Mittlerweile werden Spekulationen über einen Terroranschlag laut. Wie die Bild berichtet, waren zwei Passagiere mit gestohlenen Pässen an Bord. Die Pässe gehörten einem Italiener und einem Österreicher. Beide Pässe wurden vor einiger Zeit in Thailand als gestohlen gemeldet. Die Namen der beiden Passagiere standen auf der Passagierliste, obwohl sie nie einen solchen Flug gebucht haben.

Seltsam sei auch, dass selbst die Blackbox kein Signal entsendet. Es habe keine Anzeichen gegeben, dass das Flugzeug in Not gewesen sei, sagte Malaysia Airlines-Chef Ahmad Jauhari Yahya.

Erfahrener Pilot

Ausserdem: «In der Region, in der die Maschine verschwand, wurde zu dem Zeitpunkt keine ungewöhnliche Wetterlage gemeldet», sagte Vietnams Vize-Verkehrsminister Pham Quy Tieu. Der Pilot sei ein erfahrener Kollege mit mehr als 30 Dienstjahren gewesen.
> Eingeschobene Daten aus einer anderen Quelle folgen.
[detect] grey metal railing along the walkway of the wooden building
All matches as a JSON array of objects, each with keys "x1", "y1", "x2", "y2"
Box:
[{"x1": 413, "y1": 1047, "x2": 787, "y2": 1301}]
Die mutmassliche Unglücksstelle befindet sich zwischen der Ostküste Malaysias und der Südspitze Vietnams, zwischen dem Golf von Thailand und dem Südchinesischen Meer. Malaysia, Vietnam und China setzten Such- und Rettungsschiffe ein. Die vietnamesischen Behörden versetzten auch Fischer in der Region in Alarmbereitschaft.

An Bord waren Menschen aus 14 Ländern. Nach Angaben der Airline handelte es sich überwiegend um chinesische Passagiere, sowie aus Europa drei Franzosen, ein Österreicher, ein Niederländer und ein Italiener. Schweizer waren demnach offenbar nicht unter den Reisenden.

Zuverlässige Fluggesellschaft

Malaysia Airlines ist die nationale Fluggesellschaft. Sie gilt als zuverlässige Airline. Sie fliegt mit Boeing und Airbus-Maschinen nach eigenen Angaben täglich 37'000 Passagiere zu 80 Zielen im In- und Ausland.

In der Unternehmensgeschichte der wirtschaftlich angeschlagenen Airline ist es bislang selten zu Unfällen gekommen. Beim Absturz einer Maschine im Süden Malaysias kamen 1977 alle 93 Passagiere und sieben Besatzungsmitglieder ums Leben.

Ein kleines Flugzeug des Tochterunternehmens MASwings verunglückte vergangenen Oktober bei der Landung auf der Insel Borneo, wobei der Copilot und ein Passagier getötet wurden.